Retrospective-Approximation

Explanation of what is in the notebook folder:

datagen.ipynb is the file used to generate data for the logit model
datagen-LR.ipynb is the notebook used to generate data for a logistic regression experiment
datagen-pasupathy is the notebook used to generate data to reproduce the pasupathy paper.
- The paper uses a linear regression dataset with 1000 covariates and 10000 dataset size, it is large
- Hence, I use a dataset with 10000 examples and 300 covariates.
- I have not included the dataset since it is 300 MB and hence cant fit on github. you can use this to generate the data for yourself.
Optimization-Pasupathy-linreg.ipynb has an example which solves the problem using optim.jl
Optimization-Pasupathy-lbfgs-fast.ipynb uses a version of lbfgs which is optimized and allocates less.
- it approximates the inverse hessian instead of the actual hessian
- The idea for memory optimization(to use circular arrays for the gradient and iterate differences) was imported from optim.jl
- The implementation details were used from wikipedia. The links are provided in the notebook.

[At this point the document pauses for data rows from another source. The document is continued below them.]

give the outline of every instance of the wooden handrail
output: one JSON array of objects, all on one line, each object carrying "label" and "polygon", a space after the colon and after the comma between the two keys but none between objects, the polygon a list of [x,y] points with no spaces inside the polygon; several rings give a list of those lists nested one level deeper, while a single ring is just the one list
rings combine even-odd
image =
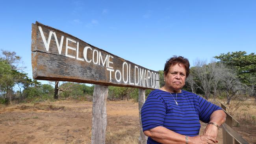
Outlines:
[{"label": "wooden handrail", "polygon": [[235,138],[236,141],[236,143],[237,142],[240,144],[249,144],[239,134],[233,129],[230,127],[225,123],[222,124],[222,127],[227,132],[230,136]]}]

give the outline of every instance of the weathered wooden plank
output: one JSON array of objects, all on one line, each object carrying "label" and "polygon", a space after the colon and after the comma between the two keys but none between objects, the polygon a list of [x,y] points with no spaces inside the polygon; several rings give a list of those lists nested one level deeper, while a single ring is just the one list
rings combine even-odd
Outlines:
[{"label": "weathered wooden plank", "polygon": [[146,144],[147,137],[144,135],[142,128],[142,124],[141,123],[141,108],[143,104],[145,102],[145,90],[143,89],[139,89],[139,124],[140,126],[140,135],[139,137],[139,144]]},{"label": "weathered wooden plank", "polygon": [[219,102],[219,103],[221,103],[221,108],[222,109],[224,110],[225,111],[226,111],[226,109],[228,109],[228,107],[225,105],[223,103],[222,103],[221,102],[219,101],[219,100],[217,100],[218,102]]},{"label": "weathered wooden plank", "polygon": [[[226,118],[226,123],[227,123],[227,121],[229,122],[230,122],[231,121],[231,122],[229,122],[229,124],[232,124],[232,120],[235,120],[235,121],[236,122],[237,122],[238,124],[240,124],[240,123],[239,122],[238,122],[238,121],[237,121],[236,119],[235,119],[235,118],[234,118],[233,116],[232,116],[232,115],[230,114],[226,111],[225,110],[224,110],[224,109],[223,109],[223,110],[224,111],[224,112],[225,112],[225,113],[226,113],[226,115],[227,115],[227,117]],[[230,126],[230,125],[229,125],[229,126]]]},{"label": "weathered wooden plank", "polygon": [[95,85],[93,98],[92,144],[105,143],[107,127],[106,102],[108,87]]},{"label": "weathered wooden plank", "polygon": [[[231,136],[233,137],[236,139],[236,140],[238,142],[239,144],[249,144],[241,136],[239,135],[239,134],[237,133],[236,131],[234,131],[234,129],[232,129],[227,124],[224,123],[222,124],[222,127],[223,129],[228,133]],[[228,143],[227,144],[232,144],[232,143]]]},{"label": "weathered wooden plank", "polygon": [[32,25],[33,78],[143,89],[159,88],[158,72],[39,22]]}]

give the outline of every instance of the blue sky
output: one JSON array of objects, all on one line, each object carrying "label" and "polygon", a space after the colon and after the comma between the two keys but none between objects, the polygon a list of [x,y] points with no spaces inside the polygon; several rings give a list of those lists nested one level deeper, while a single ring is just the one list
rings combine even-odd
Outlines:
[{"label": "blue sky", "polygon": [[255,0],[5,0],[0,49],[22,57],[32,78],[31,24],[37,21],[127,60],[163,70],[173,55],[208,60],[256,50]]}]

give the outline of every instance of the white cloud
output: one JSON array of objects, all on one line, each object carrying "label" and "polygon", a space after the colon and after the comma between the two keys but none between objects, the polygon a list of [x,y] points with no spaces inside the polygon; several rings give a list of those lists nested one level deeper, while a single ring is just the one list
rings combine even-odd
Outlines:
[{"label": "white cloud", "polygon": [[96,20],[93,19],[91,20],[91,23],[92,24],[98,24],[98,20]]},{"label": "white cloud", "polygon": [[85,26],[87,28],[91,28],[93,26],[98,25],[98,21],[96,20],[93,19],[90,22],[86,24],[86,25],[85,25]]},{"label": "white cloud", "polygon": [[102,13],[101,13],[102,15],[106,15],[108,14],[108,10],[107,9],[104,9],[102,10]]},{"label": "white cloud", "polygon": [[82,22],[79,19],[75,19],[73,20],[73,22],[76,23],[81,23]]},{"label": "white cloud", "polygon": [[143,17],[145,18],[149,18],[151,16],[151,11],[148,11],[146,13],[146,14],[143,15]]}]

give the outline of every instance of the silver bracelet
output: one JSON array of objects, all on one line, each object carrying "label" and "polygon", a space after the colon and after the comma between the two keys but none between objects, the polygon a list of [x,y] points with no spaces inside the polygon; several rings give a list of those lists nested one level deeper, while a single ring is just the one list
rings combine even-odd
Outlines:
[{"label": "silver bracelet", "polygon": [[186,139],[186,144],[188,144],[188,137],[187,136],[185,135],[185,138]]},{"label": "silver bracelet", "polygon": [[219,126],[218,126],[218,125],[217,124],[216,124],[216,123],[215,123],[214,122],[209,122],[208,123],[208,124],[212,124],[213,126],[216,126],[216,127],[218,127],[218,129],[219,129]]}]

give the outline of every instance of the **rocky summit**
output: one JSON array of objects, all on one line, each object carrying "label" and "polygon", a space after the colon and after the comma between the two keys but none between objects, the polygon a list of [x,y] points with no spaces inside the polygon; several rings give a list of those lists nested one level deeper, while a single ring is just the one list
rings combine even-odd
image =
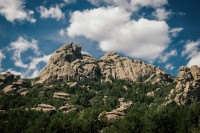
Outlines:
[{"label": "rocky summit", "polygon": [[100,59],[66,44],[33,79],[0,74],[0,131],[200,131],[200,68],[176,77],[114,52]]},{"label": "rocky summit", "polygon": [[81,53],[81,47],[66,44],[49,59],[48,64],[38,75],[37,83],[102,79],[112,82],[115,79],[170,82],[172,77],[161,68],[146,64],[140,60],[120,57],[117,53],[106,53],[101,59],[95,59]]}]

Clone the directory using git clone
startup the julia REPL. go to package mode and execute activate and instantiate
do the following in the repl mode

using IJulia
notebook(dir="./")

this requires jupyter-notebook to be installed and to be available on path variable.

RA with SGD as the inner solver can beat standard SGD given we hand tune the batch sizes and epsilons.
This might get tiring for bigger problems, might take up a lot of time.
I tried to reproduce Pasupathy et.al's paper, which used a custom LBFGS solver.
Using Optim.jl's implementation of LBFGS did not work when comparing against standard LBFGS because the information from inner iterations was not carried over.
I implemented a custom LBFGS algorithm which carried over the iterates from one inner iteration to the next.
I also implemented the stopping tests, which helped remove the effort of tuning epsilons in the inner iterations.
When LBFGS + stopping tests was used, it was observed that RA + LBFGS performed comparable to LBFGS with stochastic gradients.